One of the odd results of the coverage of Mitt Romney’s presidential campaigns, it seems to me, is that it has not only highlighted The Church of Jesus Christ of Latter-day Saints in ways that might easily be construed as unfavorable and even unfair, the media portrayals have also cast evangelical Christianity in ways that might be considered as equally unfavorable and in some ways, more so.
While it is true that some evangelical Christians have chosen to vote against Romney simply because he is a Mormon, it is also true that many evangelical Christians have voted for him.
In some states, like Iowa, those voting against Romney in part because of religion four years ago had an impact on the election results, but in other states, such as Florida, Romney did reasonably well among all kinds of churchgoing people. Romney, in fact, won a plurality of voters who attended church weekly in the Florida primary and ran second among those who attended more than weekly, according to CNN election exit polling. Certainly some of those were evangelicals. Many evangelical leaders reached out to Romney, allowing him to speak on their campuses. He was treated with respect by them.
It also seems true — though my data are sketchy at best — that Mormons were probably less likely to vote for evangelical Mike Huckabee than evangelicals were for Romney. I perceive that many who voted for Romney did so out of affection for his religion, not opposition to Huckabee’s Christianity. I perceive that evangelicals who sometimes voted for Huckabee — or who may vote for Rick Perry should he run — often did so not so much out of opposition to Mormons, but more out of affection for the religion of those candidates.
While I condemn — as I did last week — any who rely on bigotry and distortion about religion in deciding who receives their votes, what I would emphasize is that when reporters paint an incomplete picture that evangelicals are biased against Mormons, it is a picture that can be not only unfair to Mormons but to evangelicals as well. It makes Mormonism look unusual and evangelicals look bigoted.
Scholars like Peter Kerr have argued that the portrayals of evangelical Christians in the American news media have tended to be somewhat bigoted over the years.

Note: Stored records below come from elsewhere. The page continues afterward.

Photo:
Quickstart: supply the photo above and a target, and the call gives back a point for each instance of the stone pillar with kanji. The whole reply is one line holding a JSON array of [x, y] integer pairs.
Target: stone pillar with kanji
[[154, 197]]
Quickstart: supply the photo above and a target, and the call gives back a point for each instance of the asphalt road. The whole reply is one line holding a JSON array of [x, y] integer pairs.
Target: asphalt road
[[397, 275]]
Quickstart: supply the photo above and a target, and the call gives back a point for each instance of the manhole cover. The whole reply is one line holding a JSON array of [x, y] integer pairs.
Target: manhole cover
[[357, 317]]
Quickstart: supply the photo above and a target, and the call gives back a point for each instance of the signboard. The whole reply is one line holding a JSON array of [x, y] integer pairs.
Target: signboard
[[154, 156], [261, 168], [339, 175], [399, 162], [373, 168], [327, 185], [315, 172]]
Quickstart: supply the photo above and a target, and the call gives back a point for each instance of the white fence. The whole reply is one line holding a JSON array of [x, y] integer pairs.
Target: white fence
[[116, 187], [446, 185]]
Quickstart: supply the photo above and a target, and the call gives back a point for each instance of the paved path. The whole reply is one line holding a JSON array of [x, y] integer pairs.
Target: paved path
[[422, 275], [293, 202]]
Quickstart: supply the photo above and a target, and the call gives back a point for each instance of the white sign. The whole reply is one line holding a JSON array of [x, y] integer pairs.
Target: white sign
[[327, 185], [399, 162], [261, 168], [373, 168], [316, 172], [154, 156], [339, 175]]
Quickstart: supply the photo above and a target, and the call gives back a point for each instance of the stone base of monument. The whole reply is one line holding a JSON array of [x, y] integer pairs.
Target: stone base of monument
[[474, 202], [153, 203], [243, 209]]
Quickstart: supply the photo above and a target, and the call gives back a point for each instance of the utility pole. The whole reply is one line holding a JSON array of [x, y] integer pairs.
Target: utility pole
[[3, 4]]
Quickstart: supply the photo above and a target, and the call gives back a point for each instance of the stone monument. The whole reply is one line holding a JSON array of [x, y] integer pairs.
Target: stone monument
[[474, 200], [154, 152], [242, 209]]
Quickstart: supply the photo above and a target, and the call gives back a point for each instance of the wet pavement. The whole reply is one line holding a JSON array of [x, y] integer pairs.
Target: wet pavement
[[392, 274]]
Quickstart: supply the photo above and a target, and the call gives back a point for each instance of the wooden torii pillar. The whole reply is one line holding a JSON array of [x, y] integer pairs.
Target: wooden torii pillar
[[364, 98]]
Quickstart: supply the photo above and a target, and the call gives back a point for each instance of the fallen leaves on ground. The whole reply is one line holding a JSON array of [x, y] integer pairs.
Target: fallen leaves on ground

It is easy to see, therefore, how the framing of Romney’s campaign in 2008 as overcoming evangelical opposition — and failing — reinforced existing tropes about evangelicals. In many ways, the portrayal of Romney in 2008 was an unfair reinforcement of old stereotypes.
Consider for a minute the media portrayal of John F. Kennedy’s 1960 campaign. If people think of the story of Kennedy’s 1960 election and the opposition to Kennedy’s Catholicism, what do they remember? Likely, they remember some evangelical opposition to Kennedy led by Norman Vincent Peale and Kennedy’s iconic September 1960 speech to the Houston Ministerial Association that helped overcome that supposed opposition.
In fact, what seems generally forgotten — though I admit to no public opinion polling supporting this assertion — is that Kennedy received vast opposition from many elements of what has become America’s Democratic coalition. The liberal groups favoring separation of church and state expressed public concern about his ability to remain independent of his Catholicism. For a time, the Rev. Martin Luther King Sr. was opposed to Kennedy, until Kennedy reached out publicly to King’s imprisoned son, Martin Jr.
Harry Truman and Eleanor Roosevelt expressed deep opposition to Kennedy’s Catholic background at times as well.
Whether they mean to our not, news media sometimes reinforce existing stereotypes and subsume other relevant facts that might challenge those stereotypes. It isn’t always fair.
As we watch the 2012 campaign unfold and watch media cover evangelical opposition to Romney, remember that while these portrayals may seem unfair to Mormons, they may also seem unfair to evangelical Christians.
Lane Williams teaches journalism and communication at BYU-Idaho. He is a former journalist whose scholarly interests include Mormon portrayals in the media, media and religion and religion and politics.